Un film de Philippe Faucon

La réintégration

Fatima est femme de ménage. Elle vit seule avec ses deux filles : Souad, 15 ans, adolescente rebelle au comportement imprévisible, et Nesrine, 18 ans, qui commence avec succès ses études de médecine. Son quotidien est difficile : elle parle mal le français – ce qui cause quelques soucis dans ses rapports avec ses filles – et travaille avec des horaires décalés. Tout bascule le jour où elle chute accidentellement dans un escalier…

On ne pourra pas dire que le cinéma de Philippe Faucon soit du genre à nourrir des idées fausses ou fantasmées sur l’état du système hexagonal. La dernière fois que le cinéaste franco-marocain s’était imposé en salles, c’était avec "La Désintégration", drame choc au constat fort et réaliste sur la radicalisation fanatique et religieuse de jeunes banlieusards. Un film qui sonne aujourd’hui comme un signal d’alerte hélas très peu entendu à l’époque, annonçant malgré lui de façon quasi prémonitoire les attentats de janvier 2015. Au vu de cette actualité tout sauf joyeuse, on s’attendait naïvement à le voir lancer un nouveau signal d’alerte, et c’est pourtant l’exact inverse qui se produit. Tout aussi réussi et sincère que "La Désintégration", mais cette fois-ci débarrassé de son pessimisme, "Fatima" se révèle être un beau film, à la fois juste et profondément positif, mû par une énergie et une force de vie en tous points rafraîchissantes.
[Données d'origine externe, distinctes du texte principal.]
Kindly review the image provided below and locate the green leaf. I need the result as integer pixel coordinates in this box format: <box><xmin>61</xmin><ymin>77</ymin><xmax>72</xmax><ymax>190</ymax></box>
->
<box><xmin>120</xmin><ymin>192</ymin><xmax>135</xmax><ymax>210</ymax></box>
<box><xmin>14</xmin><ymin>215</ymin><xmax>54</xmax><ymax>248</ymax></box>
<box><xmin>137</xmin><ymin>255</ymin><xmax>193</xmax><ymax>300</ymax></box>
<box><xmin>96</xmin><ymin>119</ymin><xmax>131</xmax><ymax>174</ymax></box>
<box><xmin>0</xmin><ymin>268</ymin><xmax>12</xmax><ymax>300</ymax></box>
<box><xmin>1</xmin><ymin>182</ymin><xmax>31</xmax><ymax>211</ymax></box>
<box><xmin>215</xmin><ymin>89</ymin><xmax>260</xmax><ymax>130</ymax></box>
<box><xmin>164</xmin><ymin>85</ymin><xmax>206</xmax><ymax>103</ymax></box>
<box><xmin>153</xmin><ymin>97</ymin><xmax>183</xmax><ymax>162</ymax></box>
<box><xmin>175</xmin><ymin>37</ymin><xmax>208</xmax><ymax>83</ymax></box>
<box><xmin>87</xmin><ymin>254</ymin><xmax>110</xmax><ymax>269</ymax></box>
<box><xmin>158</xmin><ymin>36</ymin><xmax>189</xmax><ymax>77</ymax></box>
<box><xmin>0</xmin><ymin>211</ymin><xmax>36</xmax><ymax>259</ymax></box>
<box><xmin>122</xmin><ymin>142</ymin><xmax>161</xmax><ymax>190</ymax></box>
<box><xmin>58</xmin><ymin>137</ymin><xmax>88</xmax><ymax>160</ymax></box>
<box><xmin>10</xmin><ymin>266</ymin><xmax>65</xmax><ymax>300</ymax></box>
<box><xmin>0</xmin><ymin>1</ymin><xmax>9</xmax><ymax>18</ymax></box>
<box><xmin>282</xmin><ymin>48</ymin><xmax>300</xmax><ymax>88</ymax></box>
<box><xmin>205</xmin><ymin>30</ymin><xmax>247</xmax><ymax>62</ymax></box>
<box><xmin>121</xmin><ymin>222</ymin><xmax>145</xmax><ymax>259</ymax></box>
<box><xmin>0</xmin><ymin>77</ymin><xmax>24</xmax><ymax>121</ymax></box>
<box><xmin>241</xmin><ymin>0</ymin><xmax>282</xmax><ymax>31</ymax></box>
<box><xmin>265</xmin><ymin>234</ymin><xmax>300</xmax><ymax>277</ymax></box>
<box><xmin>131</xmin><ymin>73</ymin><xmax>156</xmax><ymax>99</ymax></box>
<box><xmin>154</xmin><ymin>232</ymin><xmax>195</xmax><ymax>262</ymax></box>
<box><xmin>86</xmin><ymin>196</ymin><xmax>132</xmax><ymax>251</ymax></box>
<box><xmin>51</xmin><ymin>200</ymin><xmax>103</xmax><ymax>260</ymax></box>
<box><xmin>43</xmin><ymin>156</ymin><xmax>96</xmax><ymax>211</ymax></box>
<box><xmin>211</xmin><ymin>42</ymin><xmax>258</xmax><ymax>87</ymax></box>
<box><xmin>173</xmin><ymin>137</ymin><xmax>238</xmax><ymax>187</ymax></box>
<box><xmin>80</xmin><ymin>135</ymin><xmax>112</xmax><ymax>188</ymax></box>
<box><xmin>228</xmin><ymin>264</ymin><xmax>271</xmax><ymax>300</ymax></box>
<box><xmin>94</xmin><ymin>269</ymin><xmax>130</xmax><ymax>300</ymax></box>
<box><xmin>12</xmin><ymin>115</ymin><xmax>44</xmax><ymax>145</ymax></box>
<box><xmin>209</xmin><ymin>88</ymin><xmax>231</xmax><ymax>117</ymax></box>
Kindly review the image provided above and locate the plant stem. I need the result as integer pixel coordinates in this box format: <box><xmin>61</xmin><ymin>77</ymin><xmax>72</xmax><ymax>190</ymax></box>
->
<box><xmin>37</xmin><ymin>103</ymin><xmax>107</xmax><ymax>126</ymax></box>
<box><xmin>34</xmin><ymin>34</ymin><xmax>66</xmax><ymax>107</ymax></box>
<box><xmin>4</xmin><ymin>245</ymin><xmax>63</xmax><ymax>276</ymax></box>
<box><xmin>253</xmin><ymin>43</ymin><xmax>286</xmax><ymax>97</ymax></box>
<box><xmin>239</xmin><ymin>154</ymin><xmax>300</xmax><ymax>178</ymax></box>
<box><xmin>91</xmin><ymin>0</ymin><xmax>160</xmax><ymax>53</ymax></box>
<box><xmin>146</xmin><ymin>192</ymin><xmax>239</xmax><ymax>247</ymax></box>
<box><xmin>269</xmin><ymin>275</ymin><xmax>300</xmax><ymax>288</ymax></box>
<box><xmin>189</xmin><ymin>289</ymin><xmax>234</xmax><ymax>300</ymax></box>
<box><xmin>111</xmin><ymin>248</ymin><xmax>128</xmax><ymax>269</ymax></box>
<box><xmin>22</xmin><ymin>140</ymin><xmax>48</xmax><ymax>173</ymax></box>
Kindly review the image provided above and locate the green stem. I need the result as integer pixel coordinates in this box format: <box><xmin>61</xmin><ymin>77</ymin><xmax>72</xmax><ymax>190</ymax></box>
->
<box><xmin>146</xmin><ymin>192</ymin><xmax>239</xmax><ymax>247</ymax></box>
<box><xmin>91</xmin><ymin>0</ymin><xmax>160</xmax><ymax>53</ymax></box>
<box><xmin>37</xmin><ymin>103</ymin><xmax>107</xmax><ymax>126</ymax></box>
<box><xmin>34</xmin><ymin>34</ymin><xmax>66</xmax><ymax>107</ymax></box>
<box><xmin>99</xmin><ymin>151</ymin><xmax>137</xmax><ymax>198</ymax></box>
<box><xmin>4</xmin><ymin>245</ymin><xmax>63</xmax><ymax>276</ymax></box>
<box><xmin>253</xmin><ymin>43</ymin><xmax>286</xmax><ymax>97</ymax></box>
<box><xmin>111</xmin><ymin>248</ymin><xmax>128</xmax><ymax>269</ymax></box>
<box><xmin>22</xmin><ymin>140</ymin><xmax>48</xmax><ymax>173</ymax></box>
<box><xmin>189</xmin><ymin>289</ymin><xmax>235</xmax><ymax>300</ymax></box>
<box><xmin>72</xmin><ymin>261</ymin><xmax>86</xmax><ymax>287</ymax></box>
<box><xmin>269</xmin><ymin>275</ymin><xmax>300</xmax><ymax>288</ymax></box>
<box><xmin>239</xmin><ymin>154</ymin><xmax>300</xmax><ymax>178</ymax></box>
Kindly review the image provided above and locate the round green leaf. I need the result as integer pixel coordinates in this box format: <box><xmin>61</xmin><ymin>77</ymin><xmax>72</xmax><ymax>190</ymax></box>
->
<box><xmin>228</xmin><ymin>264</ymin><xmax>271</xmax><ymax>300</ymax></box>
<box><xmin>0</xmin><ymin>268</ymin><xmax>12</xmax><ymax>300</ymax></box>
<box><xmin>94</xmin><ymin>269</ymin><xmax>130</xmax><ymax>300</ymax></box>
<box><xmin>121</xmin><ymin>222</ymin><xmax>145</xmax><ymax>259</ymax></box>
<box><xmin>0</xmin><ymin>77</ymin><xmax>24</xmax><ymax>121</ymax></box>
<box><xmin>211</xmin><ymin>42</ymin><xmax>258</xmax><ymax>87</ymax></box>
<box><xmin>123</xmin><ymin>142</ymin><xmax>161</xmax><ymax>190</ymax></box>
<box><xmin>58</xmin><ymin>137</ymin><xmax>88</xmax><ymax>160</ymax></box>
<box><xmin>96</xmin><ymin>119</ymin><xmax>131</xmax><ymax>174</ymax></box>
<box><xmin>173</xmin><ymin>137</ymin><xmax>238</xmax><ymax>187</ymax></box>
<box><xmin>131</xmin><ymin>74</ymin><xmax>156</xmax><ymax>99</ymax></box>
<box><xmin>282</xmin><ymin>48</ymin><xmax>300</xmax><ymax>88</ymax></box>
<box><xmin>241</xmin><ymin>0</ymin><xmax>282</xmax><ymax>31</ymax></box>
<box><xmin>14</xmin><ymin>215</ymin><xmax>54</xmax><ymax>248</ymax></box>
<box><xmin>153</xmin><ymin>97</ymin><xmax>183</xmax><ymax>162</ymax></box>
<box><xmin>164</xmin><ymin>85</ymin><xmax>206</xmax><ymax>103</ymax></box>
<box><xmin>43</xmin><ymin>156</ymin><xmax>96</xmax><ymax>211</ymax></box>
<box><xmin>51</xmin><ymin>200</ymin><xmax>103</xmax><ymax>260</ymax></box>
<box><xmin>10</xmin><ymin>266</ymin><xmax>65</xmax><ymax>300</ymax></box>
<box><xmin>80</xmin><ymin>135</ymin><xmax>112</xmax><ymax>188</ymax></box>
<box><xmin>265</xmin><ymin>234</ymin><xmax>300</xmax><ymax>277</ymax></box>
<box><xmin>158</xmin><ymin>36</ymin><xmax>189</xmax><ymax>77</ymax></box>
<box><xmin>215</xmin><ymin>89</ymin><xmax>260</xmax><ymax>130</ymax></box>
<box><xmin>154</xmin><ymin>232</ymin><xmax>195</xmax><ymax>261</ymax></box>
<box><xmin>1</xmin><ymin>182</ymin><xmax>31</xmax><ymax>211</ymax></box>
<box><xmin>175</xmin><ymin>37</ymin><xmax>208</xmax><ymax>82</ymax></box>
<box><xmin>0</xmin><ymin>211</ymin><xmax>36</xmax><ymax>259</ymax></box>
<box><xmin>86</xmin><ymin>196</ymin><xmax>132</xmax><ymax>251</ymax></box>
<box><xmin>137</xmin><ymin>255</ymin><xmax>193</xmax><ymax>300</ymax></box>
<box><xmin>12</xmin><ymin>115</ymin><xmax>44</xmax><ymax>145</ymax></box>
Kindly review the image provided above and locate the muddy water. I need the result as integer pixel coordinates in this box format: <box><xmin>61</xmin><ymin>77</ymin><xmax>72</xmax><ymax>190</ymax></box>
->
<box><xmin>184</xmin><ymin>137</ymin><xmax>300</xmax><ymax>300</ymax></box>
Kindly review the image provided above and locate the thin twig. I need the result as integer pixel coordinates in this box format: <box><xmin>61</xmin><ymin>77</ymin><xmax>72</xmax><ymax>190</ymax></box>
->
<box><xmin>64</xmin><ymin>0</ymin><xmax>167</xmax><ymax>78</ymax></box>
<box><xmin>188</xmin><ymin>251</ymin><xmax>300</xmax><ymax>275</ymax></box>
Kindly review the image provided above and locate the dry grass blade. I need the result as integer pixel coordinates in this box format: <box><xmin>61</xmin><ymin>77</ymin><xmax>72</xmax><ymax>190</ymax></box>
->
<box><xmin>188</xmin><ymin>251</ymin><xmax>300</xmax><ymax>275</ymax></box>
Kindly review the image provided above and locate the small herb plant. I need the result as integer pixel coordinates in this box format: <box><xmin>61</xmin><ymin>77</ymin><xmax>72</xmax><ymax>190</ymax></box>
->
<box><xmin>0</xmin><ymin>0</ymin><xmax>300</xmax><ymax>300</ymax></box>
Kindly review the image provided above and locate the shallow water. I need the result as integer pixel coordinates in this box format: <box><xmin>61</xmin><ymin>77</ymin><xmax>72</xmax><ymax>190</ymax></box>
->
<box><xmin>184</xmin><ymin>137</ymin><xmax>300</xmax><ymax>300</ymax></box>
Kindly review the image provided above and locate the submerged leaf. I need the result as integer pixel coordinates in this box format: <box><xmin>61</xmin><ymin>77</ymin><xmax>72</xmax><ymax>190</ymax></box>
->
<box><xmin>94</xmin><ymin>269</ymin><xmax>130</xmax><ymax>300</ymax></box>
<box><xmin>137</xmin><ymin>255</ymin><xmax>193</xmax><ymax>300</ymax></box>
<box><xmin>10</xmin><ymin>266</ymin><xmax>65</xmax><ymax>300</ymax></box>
La très courte durée du film (à peine 1h15 !) ne permet pas à Faucon d’englober quelque chose de très vaste vis-à-vis de la condition maghrébine en France, et ce n’était sans doute pas son intention. Axé en majorité sur le thème de la transmission, le film se compose en effet de petites tranches de vie circonscrites à une cellule familiale précise et capturées un peu à la manière d’un Kechiche, certes sans la même quête d’épuisement de l’action dans la durée, mais toujours au plus près de ses personnages. Faucon s’autorise même quelques parenthèses d’humour qui dédramatisent chaque situation un tant soit peu tendue, contourne les clichés du genre avec habileté (pas un seul personnage du film n’hérite d’un statut de « salaud ») et fait preuve d’un humanisme à toute épreuve, toujours chaleureux et accessible. Avec, au centre de cette histoire simple, une femme digne nommée Fatima, qui encaisse avec courage, qui assume avec détermination, qui persiste avec espoir. On ne l’oubliera pas, même après que le générique de fin soit tombé.